- Born: New Rochelle, NY, U.S.
- Occupations: Film director, film producer, television director, television producer, screenwriter, television writer
- Years active: 1971–present

= Robert Kenner =

American film director

Robert Kenner is an American film and television director, producer, and writer. Kenner is best known for directing the film Food, Inc. as well as the films, Command and Control, Merchants of Doubt, and When Strangers Click.

== Career ==
Kenner's most recent project is 2019's five-part documentary series The Confession Killer, which examines notorious serial killer Henry Lee Lucas and what may be the greatest hoax in American criminal justice history.

In 2016, Kenner released Command and Control, a documentary of a 1980s nuclear missile accident in Arkansas, based on Eric Schlosser's award-winning book of the same name.

In 2014, he released Merchants of Doubt, inspired by Naomi Oreskes' and Erik Conway's book of the same name. The film explores how a handful of skeptics have obscured the truth on issues from tobacco smoke, to toxic chemicals, to global warming.

In 2011, Kenner released When Strangers Click for HBO. The film was nominated for an Emmy Award.

In 2008, he produced and directed the Oscar nominated, Emmy winning documentary film, Food, Inc., which examines the industrialization of the American food system and its impacts on workers, consumers, and the environment. Variety wrote that Food, Inc. “does for the supermarket what Jaws did for the beach.”

In 2003, Kenner worked as co-filmmaker with Richard Pearce on The Road to Memphis for Martin Scorsese’s series, The Blues. Newsweek called the film, “the unadulterated gem of the Scorsese series.”

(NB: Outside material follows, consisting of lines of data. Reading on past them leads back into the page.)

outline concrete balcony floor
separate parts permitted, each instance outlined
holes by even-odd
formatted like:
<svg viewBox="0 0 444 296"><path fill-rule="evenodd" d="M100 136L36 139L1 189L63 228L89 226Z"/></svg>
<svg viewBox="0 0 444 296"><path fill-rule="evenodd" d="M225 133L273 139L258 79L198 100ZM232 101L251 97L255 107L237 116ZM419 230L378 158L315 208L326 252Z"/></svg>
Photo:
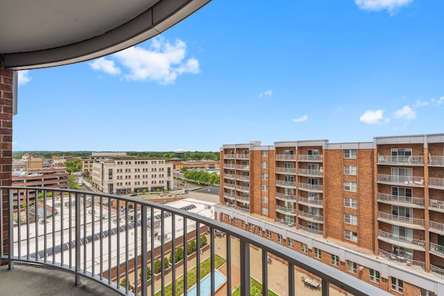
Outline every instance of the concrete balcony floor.
<svg viewBox="0 0 444 296"><path fill-rule="evenodd" d="M56 269L40 266L15 265L0 266L0 293L15 296L93 296L106 295L117 296L118 293L90 279L82 277L81 284L74 285L74 275Z"/></svg>

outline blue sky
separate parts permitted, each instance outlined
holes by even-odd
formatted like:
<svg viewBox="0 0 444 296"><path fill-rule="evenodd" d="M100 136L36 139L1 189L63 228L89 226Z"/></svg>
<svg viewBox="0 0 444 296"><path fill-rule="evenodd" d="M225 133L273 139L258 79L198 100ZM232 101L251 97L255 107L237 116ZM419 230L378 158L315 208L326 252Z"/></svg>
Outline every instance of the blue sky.
<svg viewBox="0 0 444 296"><path fill-rule="evenodd" d="M13 150L217 151L443 132L443 8L213 0L120 53L19 72Z"/></svg>

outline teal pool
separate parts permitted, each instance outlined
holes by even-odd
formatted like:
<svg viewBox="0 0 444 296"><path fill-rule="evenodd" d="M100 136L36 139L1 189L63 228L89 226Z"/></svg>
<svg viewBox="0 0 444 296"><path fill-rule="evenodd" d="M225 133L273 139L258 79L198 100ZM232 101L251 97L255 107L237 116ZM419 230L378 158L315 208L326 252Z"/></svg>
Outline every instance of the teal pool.
<svg viewBox="0 0 444 296"><path fill-rule="evenodd" d="M225 275L222 275L220 271L214 270L214 288L215 290L226 281ZM195 296L197 295L197 286L193 286L188 290L187 295L189 296ZM211 274L207 275L200 280L200 296L208 296L211 295Z"/></svg>

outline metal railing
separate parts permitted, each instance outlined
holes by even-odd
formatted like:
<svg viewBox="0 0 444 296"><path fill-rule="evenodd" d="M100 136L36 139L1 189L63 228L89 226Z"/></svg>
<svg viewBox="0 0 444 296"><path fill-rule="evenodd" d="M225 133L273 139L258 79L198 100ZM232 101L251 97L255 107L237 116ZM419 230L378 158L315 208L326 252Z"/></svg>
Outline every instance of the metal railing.
<svg viewBox="0 0 444 296"><path fill-rule="evenodd" d="M223 240L222 243L225 240L226 245L225 284L232 286L232 252L236 250L239 254L240 295L250 295L250 247L262 251L262 260L258 265L262 270L261 281L264 291L268 288L267 259L272 256L287 262L288 295L296 295L296 268L321 279L323 295L329 295L330 284L355 295L390 295L266 238L189 212L187 207L177 209L123 196L74 190L1 186L0 191L0 220L8 221L8 226L1 224L0 258L8 262L9 269L13 268L16 262L51 266L74 274L76 285L80 284L81 277L86 277L123 295L153 295L157 292L155 283L160 284L155 286L161 287L162 295L165 294L164 288L171 284L171 295L175 295L176 286L180 284L186 295L191 288L187 284L188 260L176 265L176 247L182 247L184 253L187 254L188 244L184 243L187 241L183 238L188 240L190 236L194 237L199 246L201 235L207 234L210 265L209 293L214 295L215 232L222 232L226 236L218 239ZM19 191L24 192L27 205L21 214L12 207L4 208L5 204L13 204L15 194ZM43 193L43 198L35 206L31 206L34 200L30 197L31 191ZM36 214L33 220L31 213ZM232 241L235 241L232 238L239 243L232 245ZM8 242L8 245L3 245L4 242ZM169 253L172 264L166 269L164 263ZM196 272L200 275L200 252L196 252L195 256ZM160 261L160 274L154 274L155 259ZM132 270L134 267L136 269ZM176 279L176 274L181 270L183 281L166 282L167 272L172 279ZM138 279L135 284L130 283L131 275ZM123 279L127 279L126 284L122 284ZM200 281L196 286L197 295L200 295ZM231 295L230 289L228 289L227 295Z"/></svg>
<svg viewBox="0 0 444 296"><path fill-rule="evenodd" d="M418 207L424 207L424 198L413 198L411 196L393 195L393 194L382 193L378 192L377 200L379 201L392 202L400 204L405 204L411 206L414 204Z"/></svg>
<svg viewBox="0 0 444 296"><path fill-rule="evenodd" d="M394 156L378 155L378 164L405 164L405 165L422 165L424 164L423 155Z"/></svg>
<svg viewBox="0 0 444 296"><path fill-rule="evenodd" d="M389 213L378 211L378 218L384 220L390 220L396 223L402 223L411 224L412 225L418 225L424 227L424 219L418 219L417 218L404 217L404 216L393 215Z"/></svg>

Kenner has directed and produced numerous films for the award-winning PBS documentary series, American Experience including Two Days In October, which received a Peabody Award, an Emmy, and a Grierson award.

He has directed and produced several films for National Geographic including America's Endangered Species: Don't Say Goodbye, which received the Strand Award for Best Documentary from the International Documentary Association.

Kenner has also directed a number of award-winning commercials and corporate videos for eBay, Hewlett Packard, Hallmark Cards, and others.